5.5 First time buyers relief
Description
Relief from SDLT for first time buyers (as defined) of purchases of residential property for £500,000 or less (£625,000 or less from 23 September 2022), provided the purchaser intends to occupy the property as their only or main residence. The relief applies to purchases from 22 November 2017.
| Metric | 2020 to 2021 | 2021 to 2022 | 2022 to 2023 | 2023 to 2024 | 2024 to 2025 | 2025 to 2026 |
|---|---|---|---|---|---|---|
| Forecast cost (£ million) | 610 | 640 | 670 | Not available | Not available | Not available |
| Cost Estimate (£ million) | 90 | 370 | 710 | Not available | Not available | Not available |
| Difference (£ million) | -520 | -270 | 40 | Not available | Not available | Not available |
| Percentage difference | -85% | -42% | 6% | Not available | Not available | Not available |
Commentary on differences between outturn cost and original forecast
The outturn is relatively close to the forecast for 2018 to 2019 and 2019 to 2020. In 2020 to 2021 the SDLT holiday was introduced which meant that there was no tax payable on purchases below £500,000 and First Time Buyers relief did not apply between 8th July 2020 and 30th June 2021. From 1st July 2021 up to 30th September 2021 and from 23rd September 2022 onwards, there was no tax payable on the first £250,000 of the purchase price so relief claims would have been limited during these periods. The cost of the relief in 2020 to 2021 and 2021 to 2022 is therefore much lower than originally forecast. The revised higher thresholds for this relief (now no tax payable on up to the first £425,000 of the purchase price) that were introduced on 23 September 2022 has had the effect of increasing the value of this relief in 2022 to 2023. However, this is counteracted by the effect of a higher nil-rate band resulting from changes introduced on the same date and resulted in a 2022-23 projection below forecast. See the policy costing for more information.
6. Comparing our tax relief cost forecasts against estimated outturn
Each tax reliefs publication includes forecasted cost estimates for the following tax year. In the December 2024 publication, we published forecasted costs for the 2024 to 2025 tax year for 91 non-structural tax reliefs. This section evaluates how these forecast costs compare to the estimated outturn costing for 2024 to 2025 presented in this year’s publication.

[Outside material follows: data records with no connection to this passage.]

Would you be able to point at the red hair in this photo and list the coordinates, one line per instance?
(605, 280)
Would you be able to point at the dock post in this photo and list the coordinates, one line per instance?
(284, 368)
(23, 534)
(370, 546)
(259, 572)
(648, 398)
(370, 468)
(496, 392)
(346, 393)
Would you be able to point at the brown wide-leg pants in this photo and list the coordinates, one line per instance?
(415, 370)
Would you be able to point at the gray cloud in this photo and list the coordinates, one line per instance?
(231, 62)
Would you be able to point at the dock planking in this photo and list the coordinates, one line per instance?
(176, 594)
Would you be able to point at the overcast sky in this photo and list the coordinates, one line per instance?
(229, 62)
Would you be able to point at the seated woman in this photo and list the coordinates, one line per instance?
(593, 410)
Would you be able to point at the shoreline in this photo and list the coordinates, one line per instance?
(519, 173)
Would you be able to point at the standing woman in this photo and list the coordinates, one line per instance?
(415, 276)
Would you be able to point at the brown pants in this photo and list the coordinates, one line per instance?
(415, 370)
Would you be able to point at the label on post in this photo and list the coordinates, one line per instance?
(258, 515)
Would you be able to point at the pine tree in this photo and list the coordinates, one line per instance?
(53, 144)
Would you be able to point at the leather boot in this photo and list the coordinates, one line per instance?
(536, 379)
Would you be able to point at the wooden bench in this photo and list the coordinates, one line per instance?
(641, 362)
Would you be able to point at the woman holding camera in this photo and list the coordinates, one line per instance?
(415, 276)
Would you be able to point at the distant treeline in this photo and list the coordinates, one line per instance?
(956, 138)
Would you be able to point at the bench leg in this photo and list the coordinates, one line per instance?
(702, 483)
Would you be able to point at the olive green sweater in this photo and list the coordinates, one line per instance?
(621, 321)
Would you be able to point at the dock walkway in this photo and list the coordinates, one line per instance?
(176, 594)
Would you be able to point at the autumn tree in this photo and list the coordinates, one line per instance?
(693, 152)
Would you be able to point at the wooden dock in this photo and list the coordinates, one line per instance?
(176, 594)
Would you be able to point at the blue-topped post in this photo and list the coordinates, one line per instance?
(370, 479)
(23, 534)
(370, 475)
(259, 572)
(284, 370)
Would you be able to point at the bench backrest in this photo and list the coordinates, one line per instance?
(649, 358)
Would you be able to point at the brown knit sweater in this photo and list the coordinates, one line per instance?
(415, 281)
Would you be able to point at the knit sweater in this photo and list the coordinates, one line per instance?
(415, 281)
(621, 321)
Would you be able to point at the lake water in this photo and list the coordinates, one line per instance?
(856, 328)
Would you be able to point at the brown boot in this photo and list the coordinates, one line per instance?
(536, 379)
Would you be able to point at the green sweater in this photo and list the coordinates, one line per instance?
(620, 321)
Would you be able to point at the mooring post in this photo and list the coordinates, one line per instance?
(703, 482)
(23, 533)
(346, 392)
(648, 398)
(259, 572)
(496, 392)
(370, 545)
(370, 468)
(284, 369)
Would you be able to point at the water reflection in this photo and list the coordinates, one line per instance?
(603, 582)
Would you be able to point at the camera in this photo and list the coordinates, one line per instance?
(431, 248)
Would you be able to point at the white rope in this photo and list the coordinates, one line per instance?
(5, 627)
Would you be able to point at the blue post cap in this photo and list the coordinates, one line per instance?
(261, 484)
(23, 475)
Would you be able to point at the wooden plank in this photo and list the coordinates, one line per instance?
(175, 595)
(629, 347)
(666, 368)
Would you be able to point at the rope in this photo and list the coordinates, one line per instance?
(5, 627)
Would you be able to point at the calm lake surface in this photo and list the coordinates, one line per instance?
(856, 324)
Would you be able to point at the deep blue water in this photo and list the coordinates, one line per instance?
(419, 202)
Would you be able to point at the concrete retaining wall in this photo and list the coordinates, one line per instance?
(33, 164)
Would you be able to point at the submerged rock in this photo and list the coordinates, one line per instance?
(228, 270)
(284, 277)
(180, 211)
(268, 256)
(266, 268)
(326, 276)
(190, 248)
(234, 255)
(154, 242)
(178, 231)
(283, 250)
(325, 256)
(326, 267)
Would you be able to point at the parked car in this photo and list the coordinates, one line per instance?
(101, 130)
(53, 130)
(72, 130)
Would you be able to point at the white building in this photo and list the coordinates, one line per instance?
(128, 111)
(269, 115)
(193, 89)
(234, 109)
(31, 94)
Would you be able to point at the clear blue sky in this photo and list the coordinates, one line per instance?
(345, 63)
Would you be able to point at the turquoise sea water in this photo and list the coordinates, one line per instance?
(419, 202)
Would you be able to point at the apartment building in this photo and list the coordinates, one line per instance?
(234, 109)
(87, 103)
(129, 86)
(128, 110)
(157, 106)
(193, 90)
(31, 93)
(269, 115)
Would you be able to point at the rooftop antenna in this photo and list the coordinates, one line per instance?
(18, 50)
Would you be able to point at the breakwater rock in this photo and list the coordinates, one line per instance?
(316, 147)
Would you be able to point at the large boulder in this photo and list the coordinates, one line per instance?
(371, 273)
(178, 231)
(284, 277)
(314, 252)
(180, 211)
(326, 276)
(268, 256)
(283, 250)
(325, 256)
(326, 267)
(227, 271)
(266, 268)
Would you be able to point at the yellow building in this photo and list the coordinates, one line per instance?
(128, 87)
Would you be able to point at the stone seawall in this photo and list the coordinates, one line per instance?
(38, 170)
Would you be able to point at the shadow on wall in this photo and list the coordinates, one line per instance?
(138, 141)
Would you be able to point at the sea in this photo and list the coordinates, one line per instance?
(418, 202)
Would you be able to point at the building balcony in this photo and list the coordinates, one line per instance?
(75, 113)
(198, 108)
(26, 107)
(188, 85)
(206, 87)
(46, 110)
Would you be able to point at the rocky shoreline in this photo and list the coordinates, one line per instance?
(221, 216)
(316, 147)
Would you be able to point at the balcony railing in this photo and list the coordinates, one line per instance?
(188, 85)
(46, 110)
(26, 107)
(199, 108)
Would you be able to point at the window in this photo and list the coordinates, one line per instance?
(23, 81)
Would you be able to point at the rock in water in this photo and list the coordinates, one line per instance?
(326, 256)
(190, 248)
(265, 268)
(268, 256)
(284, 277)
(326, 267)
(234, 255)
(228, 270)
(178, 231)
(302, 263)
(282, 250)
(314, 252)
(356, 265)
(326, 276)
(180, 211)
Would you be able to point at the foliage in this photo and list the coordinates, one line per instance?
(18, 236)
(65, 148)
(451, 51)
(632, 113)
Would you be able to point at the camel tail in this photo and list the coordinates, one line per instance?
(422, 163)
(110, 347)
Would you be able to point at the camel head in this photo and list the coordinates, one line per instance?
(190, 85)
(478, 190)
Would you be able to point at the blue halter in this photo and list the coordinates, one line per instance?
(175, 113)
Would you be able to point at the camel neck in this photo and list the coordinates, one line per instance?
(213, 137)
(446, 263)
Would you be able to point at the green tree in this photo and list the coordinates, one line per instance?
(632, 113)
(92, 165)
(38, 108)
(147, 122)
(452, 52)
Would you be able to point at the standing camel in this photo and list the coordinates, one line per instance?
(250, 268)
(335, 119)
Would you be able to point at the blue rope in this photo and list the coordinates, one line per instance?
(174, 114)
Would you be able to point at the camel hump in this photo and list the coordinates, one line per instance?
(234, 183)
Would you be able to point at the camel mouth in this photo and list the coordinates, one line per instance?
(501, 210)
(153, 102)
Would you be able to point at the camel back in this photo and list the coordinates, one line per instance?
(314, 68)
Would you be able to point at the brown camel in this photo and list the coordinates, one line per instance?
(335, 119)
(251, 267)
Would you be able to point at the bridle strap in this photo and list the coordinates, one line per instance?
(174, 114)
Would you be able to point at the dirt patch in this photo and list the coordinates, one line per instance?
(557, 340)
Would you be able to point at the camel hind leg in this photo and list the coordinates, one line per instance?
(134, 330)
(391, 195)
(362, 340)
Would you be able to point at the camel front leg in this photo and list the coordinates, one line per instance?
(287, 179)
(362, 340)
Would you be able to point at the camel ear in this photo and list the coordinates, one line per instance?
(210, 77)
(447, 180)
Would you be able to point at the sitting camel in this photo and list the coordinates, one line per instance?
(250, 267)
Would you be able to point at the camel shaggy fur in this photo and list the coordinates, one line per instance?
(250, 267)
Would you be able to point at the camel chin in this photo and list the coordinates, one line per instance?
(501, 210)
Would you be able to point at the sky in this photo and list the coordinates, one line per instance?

As we are part way through the 2025 to 2026 tax year, we have more data for some reliefs and adjust our estimated outturn costs accordingly. However, the tax year is not over meaning there are reliefs with reported use for which we do not have observed outturn data.
Table 8 shows the percentage difference from our December 2024 forecast to our December 2025 estimated outturn costings. The difference is expressed as a percentage of the December 2024 forecast. For example, if a forecast were 100, and the estimated outturn 110, the percentage difference would be 10%.
Table 8: Percentage difference from our forecast to our estimated outturn costings for tax year: 2024 to 2025
| Difference: Forecast to Estimated Outturn | Count |
|---|---|
| 50% less than expected or lower | 2 |
| Between 25 and 50% less than expected | 4 |
| Between 5 and 25% less than expected | 17 |
| Within 5% of expectation | 38 |
| Between 5 and 25% more than expected | 19 |
| Between 25 and 50% more than expected | 7 |
| 50% more than expected or higher | 3 |
For most reliefs the forecast at last publication differs little from the estimated outturn in this publication. More significant differences between forecast and estimated outturn often partly reflect wider economic factors.